The company has revealed the extent of its gargantuan engineering efforts to support their investment with OpenAI.
When Microsoft invested $1 billion in an artificial intelligence startup called OpenAI four years ago, it agreed to build a giant, advanced supercomputer for the AI research company. What followed, according to a Bloomberg report, was a massive engineering project that saw Microsoft string together “tens of thousands” of Nvidia GPUs in order to deliver the required computing capacity.
What made ChatGPT possible
Microsoft used Nvidia’s A100 graphics chips, which were the industry standard at the time for training AI models. It also had to change how it positions servers on racks to prevent power outages, according to the article. Scott Guthrie, the Microsoft executive vice president who oversees cloud and AI, wouldn’t give a specific cost for the project, but told Bloomberg “it’s probably larger” than several hundred million dollars.
Nidhi Chappell, Microsoft general manager of Azure AI infrastructure, said that despite the size of the initial project, it’s only the beginning. “We built a system architecture that could operate and be reliable at a very large scale. That’s what resulted in ChatGPT being possible”, she said. “That’s one model that came out of of it. There’s going to be many, many others”.
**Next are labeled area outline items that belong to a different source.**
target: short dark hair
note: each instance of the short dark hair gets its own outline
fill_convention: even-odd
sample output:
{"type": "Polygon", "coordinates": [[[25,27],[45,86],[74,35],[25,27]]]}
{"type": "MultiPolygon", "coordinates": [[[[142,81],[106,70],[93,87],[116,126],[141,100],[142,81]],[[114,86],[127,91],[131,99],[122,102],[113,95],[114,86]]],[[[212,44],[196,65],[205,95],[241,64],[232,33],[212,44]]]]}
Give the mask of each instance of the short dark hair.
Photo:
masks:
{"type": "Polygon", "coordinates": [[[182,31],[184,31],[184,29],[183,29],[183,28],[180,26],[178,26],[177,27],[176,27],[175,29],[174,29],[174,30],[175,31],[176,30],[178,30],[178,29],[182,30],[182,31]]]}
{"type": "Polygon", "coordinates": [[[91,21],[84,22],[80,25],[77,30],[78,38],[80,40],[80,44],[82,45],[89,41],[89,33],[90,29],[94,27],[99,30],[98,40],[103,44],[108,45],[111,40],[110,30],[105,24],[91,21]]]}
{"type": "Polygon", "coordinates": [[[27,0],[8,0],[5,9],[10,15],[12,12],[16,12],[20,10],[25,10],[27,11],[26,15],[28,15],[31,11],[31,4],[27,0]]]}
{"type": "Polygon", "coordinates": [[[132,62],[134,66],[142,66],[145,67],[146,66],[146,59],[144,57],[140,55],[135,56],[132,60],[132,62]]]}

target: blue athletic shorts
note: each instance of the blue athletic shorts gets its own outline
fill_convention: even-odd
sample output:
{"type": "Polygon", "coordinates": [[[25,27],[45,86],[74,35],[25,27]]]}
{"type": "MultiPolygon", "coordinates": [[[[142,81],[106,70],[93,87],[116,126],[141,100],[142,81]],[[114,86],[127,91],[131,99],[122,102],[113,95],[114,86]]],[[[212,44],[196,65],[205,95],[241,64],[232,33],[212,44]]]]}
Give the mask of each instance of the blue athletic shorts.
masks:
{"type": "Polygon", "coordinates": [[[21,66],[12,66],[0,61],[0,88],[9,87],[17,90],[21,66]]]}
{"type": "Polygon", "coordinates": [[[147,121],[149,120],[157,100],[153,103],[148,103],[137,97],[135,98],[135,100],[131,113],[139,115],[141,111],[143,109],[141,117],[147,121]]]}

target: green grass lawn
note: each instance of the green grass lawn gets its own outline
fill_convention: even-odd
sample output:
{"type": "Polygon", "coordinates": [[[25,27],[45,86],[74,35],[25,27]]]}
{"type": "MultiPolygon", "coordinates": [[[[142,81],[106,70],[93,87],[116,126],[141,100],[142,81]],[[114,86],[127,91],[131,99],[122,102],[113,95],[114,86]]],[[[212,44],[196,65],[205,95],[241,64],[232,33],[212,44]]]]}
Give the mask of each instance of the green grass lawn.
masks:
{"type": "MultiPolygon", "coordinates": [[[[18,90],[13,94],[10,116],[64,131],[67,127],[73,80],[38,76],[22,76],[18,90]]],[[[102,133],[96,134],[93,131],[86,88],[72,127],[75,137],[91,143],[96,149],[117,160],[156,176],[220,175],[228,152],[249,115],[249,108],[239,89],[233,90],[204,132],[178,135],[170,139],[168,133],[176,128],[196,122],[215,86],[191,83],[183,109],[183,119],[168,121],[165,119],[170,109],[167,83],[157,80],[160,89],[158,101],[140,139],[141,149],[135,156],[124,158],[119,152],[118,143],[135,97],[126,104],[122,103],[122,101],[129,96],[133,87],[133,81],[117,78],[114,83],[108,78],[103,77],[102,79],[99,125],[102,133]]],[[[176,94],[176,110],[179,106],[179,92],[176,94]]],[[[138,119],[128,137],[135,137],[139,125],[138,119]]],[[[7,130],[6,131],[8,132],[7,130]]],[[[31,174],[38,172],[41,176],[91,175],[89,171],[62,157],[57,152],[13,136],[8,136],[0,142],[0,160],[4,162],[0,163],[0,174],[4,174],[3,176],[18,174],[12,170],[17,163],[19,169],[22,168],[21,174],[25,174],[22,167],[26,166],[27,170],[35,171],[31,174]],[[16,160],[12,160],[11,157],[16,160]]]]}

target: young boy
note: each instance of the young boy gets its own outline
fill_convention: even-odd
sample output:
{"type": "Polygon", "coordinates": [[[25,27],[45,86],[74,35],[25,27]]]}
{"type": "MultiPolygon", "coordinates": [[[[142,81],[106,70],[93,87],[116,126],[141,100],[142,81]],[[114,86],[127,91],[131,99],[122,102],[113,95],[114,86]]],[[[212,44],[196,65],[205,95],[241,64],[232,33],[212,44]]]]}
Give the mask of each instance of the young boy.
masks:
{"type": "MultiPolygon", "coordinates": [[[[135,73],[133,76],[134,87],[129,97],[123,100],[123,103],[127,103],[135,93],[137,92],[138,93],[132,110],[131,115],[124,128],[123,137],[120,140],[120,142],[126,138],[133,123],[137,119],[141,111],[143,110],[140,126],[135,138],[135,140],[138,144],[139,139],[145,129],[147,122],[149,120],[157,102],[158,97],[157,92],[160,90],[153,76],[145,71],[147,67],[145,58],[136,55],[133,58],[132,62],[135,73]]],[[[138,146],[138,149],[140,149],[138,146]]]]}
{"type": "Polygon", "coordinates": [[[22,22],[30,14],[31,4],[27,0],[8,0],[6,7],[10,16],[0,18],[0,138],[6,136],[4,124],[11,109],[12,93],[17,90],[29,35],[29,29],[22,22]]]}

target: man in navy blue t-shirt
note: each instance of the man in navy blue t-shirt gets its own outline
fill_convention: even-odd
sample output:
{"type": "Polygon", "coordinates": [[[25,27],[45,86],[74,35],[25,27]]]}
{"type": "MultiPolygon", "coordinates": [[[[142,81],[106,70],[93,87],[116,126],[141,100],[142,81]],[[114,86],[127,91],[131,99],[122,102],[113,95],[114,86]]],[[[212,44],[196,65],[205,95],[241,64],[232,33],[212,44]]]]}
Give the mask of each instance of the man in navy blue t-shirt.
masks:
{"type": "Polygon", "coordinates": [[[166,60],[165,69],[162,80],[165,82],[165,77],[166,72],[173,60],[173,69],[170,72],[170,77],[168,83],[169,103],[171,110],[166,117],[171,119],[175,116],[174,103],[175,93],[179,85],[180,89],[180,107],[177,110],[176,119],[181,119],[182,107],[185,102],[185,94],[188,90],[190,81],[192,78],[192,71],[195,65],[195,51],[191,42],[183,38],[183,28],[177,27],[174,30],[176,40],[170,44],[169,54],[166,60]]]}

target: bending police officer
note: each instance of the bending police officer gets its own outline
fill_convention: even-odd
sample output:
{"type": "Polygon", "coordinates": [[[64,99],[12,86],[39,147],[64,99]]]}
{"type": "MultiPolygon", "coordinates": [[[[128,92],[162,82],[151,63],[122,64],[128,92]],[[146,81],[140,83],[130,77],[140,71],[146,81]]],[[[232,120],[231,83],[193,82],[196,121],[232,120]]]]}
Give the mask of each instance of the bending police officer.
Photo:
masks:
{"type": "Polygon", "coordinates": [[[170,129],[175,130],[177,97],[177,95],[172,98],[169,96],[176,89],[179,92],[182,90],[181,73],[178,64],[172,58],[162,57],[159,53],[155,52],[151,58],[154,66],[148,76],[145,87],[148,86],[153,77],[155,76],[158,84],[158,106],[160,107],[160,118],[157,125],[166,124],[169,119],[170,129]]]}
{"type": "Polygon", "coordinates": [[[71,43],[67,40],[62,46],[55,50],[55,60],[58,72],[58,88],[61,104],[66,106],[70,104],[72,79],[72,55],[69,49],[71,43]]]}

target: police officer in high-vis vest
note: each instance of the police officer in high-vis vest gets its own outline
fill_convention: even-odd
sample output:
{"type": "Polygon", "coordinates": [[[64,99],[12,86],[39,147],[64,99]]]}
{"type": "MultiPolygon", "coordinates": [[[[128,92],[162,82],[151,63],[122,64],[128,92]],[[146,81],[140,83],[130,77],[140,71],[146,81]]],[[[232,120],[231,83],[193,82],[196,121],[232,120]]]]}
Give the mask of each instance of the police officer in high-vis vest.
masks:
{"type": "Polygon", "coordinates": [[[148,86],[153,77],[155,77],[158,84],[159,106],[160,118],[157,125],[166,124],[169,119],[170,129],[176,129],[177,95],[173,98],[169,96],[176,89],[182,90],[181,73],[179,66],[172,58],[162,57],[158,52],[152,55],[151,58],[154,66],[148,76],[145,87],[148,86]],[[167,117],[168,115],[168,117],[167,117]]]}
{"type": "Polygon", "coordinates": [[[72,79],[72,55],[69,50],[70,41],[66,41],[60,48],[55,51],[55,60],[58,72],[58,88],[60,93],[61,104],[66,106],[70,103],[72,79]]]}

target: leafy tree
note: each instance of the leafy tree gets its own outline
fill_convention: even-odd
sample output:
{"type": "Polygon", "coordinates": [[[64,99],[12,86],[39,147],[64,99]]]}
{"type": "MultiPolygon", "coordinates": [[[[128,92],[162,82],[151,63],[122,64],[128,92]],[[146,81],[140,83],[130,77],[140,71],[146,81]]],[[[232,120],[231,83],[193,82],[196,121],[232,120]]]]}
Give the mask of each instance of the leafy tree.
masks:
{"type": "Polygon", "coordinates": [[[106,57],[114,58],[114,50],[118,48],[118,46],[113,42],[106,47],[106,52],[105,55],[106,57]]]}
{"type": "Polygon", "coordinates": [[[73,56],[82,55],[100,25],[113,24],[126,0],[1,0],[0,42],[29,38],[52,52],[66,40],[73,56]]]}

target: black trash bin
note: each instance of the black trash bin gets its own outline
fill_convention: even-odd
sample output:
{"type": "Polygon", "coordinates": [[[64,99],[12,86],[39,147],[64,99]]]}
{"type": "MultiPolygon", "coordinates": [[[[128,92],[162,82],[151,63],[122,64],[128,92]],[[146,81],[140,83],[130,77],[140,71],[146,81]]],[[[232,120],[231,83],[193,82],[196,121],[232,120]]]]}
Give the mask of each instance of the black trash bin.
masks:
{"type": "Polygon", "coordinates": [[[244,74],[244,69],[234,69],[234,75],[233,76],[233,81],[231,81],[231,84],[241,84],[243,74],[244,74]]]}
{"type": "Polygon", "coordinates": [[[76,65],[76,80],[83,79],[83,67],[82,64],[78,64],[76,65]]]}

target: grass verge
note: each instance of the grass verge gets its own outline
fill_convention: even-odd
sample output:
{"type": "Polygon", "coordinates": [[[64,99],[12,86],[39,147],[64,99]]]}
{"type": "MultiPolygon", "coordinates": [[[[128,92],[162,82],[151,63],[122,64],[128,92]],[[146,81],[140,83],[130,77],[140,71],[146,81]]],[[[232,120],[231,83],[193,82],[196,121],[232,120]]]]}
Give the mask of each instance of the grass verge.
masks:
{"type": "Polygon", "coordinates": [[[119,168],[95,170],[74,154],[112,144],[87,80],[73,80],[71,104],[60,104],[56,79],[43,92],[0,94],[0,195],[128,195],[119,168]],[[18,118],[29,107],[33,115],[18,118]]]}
Building “a better cloud for AI”
Indeed, Microsoft is already seeing a return on that mammoth investment. It uses that same set of resources it built for OpenAI to train and run its own large artificial intelligence models, such as the chatbot-powered Bing search engine and a version of Dynamics 365 featuring ChatGPT. It also sells the system to other customers. Microsoft also recently signed an expanded deal with OpenAI in which to add $10 billion to its investment, and has launched a new family of AI models using the cutting-edge Nvidia H100 GPUs.
Microsoft’s Guthrie told Bloomberg that the plan was always to expand beyond OpenAI’s immediate requirements. “We didn’t build them a custom thing”, he said. “It started off as a custom thing, but we always built it in a way to generalize it so that anyone that wants to train a large language model can leverage the same improvements. That’s really helped us become a better cloud for AI broadly”.